Giuseppe Angeli (Venice 1709- Venice, 1798) was an Italian painter of the late Baroque, known for depicting both genre and religious subjects.

==Biography==
He trained in the studio of Giambattista Piazzetta. By 1741, he was enrolled in the guild of painters. In 1756, he began as an instructor at the Academy of Fine Arts of Venice; in 1772, he became president of the academy.
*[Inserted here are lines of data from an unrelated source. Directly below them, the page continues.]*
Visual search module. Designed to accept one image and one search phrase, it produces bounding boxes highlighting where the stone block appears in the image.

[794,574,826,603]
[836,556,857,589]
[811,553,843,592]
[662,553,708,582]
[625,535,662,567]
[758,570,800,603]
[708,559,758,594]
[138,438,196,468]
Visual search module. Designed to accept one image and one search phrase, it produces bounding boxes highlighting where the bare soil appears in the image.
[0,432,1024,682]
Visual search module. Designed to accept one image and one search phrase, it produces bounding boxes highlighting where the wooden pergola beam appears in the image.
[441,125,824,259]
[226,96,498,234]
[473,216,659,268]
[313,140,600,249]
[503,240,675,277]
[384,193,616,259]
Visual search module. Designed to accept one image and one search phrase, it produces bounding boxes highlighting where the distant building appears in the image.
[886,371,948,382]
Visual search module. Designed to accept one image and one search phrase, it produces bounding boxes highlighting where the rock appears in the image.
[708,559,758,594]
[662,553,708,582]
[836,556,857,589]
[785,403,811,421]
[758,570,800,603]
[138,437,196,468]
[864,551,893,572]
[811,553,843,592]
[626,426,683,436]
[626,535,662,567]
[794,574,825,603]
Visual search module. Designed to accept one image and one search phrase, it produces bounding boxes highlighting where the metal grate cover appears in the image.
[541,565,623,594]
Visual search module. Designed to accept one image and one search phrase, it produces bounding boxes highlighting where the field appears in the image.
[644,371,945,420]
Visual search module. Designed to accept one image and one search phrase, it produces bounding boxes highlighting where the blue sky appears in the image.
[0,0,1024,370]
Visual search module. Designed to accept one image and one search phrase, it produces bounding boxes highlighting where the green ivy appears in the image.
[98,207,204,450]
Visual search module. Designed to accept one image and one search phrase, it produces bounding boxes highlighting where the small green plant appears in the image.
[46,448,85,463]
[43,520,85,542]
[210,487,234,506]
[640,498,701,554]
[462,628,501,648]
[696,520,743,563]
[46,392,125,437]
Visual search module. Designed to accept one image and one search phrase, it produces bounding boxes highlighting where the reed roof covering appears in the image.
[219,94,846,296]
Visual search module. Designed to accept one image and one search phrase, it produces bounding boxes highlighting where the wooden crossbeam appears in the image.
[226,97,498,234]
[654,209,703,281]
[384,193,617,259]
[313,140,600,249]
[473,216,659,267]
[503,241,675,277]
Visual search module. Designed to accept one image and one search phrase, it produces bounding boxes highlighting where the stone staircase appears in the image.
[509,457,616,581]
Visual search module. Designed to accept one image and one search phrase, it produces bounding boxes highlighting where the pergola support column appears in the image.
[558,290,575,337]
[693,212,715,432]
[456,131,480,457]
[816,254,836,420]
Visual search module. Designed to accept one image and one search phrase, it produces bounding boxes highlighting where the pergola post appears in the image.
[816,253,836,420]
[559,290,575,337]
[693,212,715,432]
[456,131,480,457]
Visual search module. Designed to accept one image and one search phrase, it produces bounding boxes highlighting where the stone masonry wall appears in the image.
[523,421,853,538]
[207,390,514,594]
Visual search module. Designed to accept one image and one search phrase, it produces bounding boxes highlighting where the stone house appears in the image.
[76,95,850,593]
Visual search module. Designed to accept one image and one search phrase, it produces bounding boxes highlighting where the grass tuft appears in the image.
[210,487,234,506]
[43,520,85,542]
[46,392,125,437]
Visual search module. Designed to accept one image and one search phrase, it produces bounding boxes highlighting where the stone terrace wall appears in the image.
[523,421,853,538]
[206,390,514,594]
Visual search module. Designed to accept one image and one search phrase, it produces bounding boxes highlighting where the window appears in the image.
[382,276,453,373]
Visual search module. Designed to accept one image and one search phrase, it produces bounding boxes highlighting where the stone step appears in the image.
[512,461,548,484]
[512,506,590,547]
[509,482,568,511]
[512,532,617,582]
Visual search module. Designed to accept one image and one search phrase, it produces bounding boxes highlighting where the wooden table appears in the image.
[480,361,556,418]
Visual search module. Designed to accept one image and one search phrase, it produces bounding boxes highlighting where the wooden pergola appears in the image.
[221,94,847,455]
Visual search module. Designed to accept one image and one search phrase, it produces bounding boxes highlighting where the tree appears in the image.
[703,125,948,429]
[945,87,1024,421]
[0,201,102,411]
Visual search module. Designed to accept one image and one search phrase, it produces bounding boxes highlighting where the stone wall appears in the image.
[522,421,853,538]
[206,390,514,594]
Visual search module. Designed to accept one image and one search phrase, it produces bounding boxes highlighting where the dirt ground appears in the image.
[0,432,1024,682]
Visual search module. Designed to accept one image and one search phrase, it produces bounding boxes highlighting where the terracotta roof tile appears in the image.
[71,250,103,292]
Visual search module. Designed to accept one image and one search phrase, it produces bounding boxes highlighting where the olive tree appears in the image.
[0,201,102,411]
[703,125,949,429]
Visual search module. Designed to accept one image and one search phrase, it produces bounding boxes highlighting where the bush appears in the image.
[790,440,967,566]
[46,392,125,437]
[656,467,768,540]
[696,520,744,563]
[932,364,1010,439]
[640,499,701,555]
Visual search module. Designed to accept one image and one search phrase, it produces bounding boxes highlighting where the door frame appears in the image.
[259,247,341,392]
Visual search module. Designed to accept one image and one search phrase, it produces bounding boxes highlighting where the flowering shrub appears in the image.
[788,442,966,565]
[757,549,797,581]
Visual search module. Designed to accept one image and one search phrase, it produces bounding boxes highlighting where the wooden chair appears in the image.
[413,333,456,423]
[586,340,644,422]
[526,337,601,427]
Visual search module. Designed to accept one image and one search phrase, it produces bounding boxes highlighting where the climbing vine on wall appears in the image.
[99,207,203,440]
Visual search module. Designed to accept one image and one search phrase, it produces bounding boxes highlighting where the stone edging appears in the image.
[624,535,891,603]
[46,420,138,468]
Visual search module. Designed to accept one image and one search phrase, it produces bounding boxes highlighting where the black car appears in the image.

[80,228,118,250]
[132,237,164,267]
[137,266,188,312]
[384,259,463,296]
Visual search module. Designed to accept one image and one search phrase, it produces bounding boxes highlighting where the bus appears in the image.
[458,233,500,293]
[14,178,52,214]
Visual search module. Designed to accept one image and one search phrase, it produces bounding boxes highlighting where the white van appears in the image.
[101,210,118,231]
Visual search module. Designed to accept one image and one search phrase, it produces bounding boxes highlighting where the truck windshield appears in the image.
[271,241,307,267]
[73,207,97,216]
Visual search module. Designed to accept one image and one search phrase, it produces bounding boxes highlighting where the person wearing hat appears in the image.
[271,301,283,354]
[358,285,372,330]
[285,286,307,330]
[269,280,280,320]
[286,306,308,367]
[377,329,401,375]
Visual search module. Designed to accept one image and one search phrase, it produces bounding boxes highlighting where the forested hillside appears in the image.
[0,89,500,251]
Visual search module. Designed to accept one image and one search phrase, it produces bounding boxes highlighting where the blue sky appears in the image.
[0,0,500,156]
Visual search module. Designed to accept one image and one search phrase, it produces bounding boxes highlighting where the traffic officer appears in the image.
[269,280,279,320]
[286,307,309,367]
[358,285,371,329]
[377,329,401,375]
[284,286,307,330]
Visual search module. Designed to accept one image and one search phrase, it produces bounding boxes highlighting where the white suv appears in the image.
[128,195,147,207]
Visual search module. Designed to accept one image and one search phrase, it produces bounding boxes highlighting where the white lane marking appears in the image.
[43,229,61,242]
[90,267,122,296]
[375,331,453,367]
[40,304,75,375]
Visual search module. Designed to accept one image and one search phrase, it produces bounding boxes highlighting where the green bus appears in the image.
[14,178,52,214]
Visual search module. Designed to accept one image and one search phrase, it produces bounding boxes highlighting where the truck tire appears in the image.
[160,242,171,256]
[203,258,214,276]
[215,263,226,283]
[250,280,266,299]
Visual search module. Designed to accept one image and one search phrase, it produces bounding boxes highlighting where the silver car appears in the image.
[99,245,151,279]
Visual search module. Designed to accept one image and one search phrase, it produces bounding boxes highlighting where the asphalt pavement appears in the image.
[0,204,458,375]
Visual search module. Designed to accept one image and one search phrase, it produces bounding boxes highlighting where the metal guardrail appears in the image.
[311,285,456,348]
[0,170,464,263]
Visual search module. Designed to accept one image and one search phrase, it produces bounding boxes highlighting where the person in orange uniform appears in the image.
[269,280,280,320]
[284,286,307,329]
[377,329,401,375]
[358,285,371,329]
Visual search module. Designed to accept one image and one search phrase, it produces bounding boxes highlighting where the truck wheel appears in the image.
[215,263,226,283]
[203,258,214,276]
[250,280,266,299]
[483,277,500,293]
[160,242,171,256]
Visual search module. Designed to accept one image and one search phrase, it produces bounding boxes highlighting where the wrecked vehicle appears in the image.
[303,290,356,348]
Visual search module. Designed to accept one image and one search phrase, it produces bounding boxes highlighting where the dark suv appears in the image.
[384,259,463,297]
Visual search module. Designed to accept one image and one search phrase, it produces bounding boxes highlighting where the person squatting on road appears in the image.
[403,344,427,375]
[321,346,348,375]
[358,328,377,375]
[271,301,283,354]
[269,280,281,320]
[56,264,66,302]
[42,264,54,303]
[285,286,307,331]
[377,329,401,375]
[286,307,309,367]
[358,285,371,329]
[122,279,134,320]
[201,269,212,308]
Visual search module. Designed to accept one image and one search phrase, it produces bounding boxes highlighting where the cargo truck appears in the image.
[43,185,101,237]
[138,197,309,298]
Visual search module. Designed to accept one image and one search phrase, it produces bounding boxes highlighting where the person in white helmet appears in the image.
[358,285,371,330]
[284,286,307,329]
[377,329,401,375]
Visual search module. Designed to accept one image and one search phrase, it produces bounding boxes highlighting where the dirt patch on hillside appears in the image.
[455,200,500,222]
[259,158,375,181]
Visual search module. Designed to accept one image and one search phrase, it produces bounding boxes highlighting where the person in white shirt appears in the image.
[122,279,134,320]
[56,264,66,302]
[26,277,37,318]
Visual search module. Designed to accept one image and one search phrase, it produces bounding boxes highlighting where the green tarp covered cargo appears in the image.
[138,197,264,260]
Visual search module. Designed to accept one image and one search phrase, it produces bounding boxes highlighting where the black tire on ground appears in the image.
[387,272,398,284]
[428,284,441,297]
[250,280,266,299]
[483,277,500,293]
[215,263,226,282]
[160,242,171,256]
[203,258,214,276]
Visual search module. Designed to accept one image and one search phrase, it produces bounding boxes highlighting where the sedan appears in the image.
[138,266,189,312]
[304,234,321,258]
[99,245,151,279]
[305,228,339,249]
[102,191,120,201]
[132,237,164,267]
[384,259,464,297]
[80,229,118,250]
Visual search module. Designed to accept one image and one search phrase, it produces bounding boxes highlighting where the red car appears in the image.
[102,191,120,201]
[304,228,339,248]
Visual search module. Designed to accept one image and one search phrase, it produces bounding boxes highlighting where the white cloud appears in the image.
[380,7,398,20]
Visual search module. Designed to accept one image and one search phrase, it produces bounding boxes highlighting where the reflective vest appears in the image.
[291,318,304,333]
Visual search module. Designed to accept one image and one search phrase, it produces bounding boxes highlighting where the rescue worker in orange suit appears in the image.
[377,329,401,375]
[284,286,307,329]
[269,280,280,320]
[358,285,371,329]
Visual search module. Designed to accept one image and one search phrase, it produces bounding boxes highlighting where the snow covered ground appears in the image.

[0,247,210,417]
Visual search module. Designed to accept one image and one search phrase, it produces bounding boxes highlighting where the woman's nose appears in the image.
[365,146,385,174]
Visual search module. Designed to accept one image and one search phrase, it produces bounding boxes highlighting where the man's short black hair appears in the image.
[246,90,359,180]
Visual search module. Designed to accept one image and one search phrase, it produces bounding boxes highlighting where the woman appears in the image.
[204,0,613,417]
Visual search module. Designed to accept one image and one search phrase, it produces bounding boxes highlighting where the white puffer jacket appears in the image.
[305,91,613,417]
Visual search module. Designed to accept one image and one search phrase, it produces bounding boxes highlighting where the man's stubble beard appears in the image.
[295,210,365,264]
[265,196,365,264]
He is known for two canvases in the church of San Stae and for fresco murals at the Villa Widmann-Foscari at Mira, near Padua. His other works include an Immaculate Conception with Saints (ca. 1760) moved to sacristy of San Francesco della Vigna; two scenes of the Via Crucis for the church of Santa Maria Zobenigo; the altarpiece of St Pietro I Orseolo receives the monk's habit from St Romuald in the church of Santa Maria della Pietà; an Immaculate Conception with Saints in the basilica of Santa Maria Gloriosa dei Frari; an Ecstasy of St Francis in the Sanctuary of the Madonna del Pilastrello at Lendinara; an Apparition of the Virgin to St Simon Stock at the church of Santa Maria Maddalena; the frescoes in the salone of Villa Giovanelli Colonna at Noventa Padovana, a ceiling in the Scuola Grande di San Giovanni Evangelista, and in the Palazzo Barbaro-Curtis in Venice; and a painting of a Soldato con tamburo in the Louvre. The Museum Cerralbo in Madrid owns a portrait of Federico Maria Giovannelli, Patriarch of Venice. The National Gallery of Art in Washington has an oil painting made for San Giorgio in Alga, Venice, of Elijah Taken Up in a Chariot of Fire among its Samuel H. Kress Collection pictures.